Иногда она поднимала глаза, пристально глядела в лицо Ифтаха, и зрачки ее светились усталым светом. Может, нездоровилось Питде, может, просто не могла прийти в себя от песков и от солнца. Ночью Ифтах брал ее к себе под бурнус, чтобы укрыть от укусов холодного ветра.

К тому времени, когда месяц стал убывать, Ифтах привез дочь в пещеру среди горных хребтов в земле, носящей название Тов. Перед пещерой в самые знойные дни не пересыхал источник, а вокруг стояли дубы, дающие мягкую разлапистую тень. От источника отходил каменный желоб, и кочевники приводили сюда на водопой свой едва плетущийся скот. Придя, разбивали на склоне палатки из черных козьих шкур. Здесь Питда научилась собирать хворост и разводить костер у входа в пещеру. К вечеру Ифтах возвращался с охоты и коптил над огнем ногу антилопы-сайги или жарил в костре мясо черепахи.

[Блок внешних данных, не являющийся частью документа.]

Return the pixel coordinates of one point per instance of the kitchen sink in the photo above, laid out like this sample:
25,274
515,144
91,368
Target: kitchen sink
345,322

Ночью щербатый месяц катился по остриям горных вершин, снижался и пробовал почву, будто выбирая место, с которого залить землю безмятежным матовым серебром. В лунном свете зубчатые гребни были похожи на челюсти зверя, которого мучает голод и жажда.

Каждое утро Питда ходила по воду к источнику, черпала ее из желоба и возвращалась будить Ифтаха. Она набирала полные пригоршни и брызгала на отца. Когда он вставал, Питда брала дудочку, а Ифтах присаживался и, затаив дыхание, слушал, пил ее игру, как вино.

Кочевники пустыни, населявшие землю Тов, слыли людьми угрюмыми и крутыми. Ифтаху они были сродни. Их костлявые женщины привечали Питду и были рады скрасить ей день, потому что в этих краях не рождались дети. Кочевники жили в седлах, а временами земля Тов наводнялась полками Аммона или ратниками Израиля, пришедшими сюда убивать. Обитали же здесь люди, забытые Богом: убийцы и жертвы, бегущие от убийц; злыдни, чью ненависть не вмещала обжитая земля, и изгои, по следам которых пущены своры собак; и прорицатели, и какие-то чудные, питавшиеся одними кореньями, чтобы не умножать боль в мире.

Над землей Тов простиралось небо — расплавленный металл. Сама же земля была словно медь, опаленная и растрескавшаяся. Но и в ночах была здесь своя сила, как в темной пенящейся браге. Тихая, милосердная прохлада опускалась на отверженных людей, их измученный скот и на саму пустыню, сознающую свою безысходность.

В один из дней Ифтаха с дочерью привели к старейшине кочевников. Старец был сморщен и костист, лицо его обтянуто пергаментом, и только линия скул сохраняла память о былой силе или коварстве.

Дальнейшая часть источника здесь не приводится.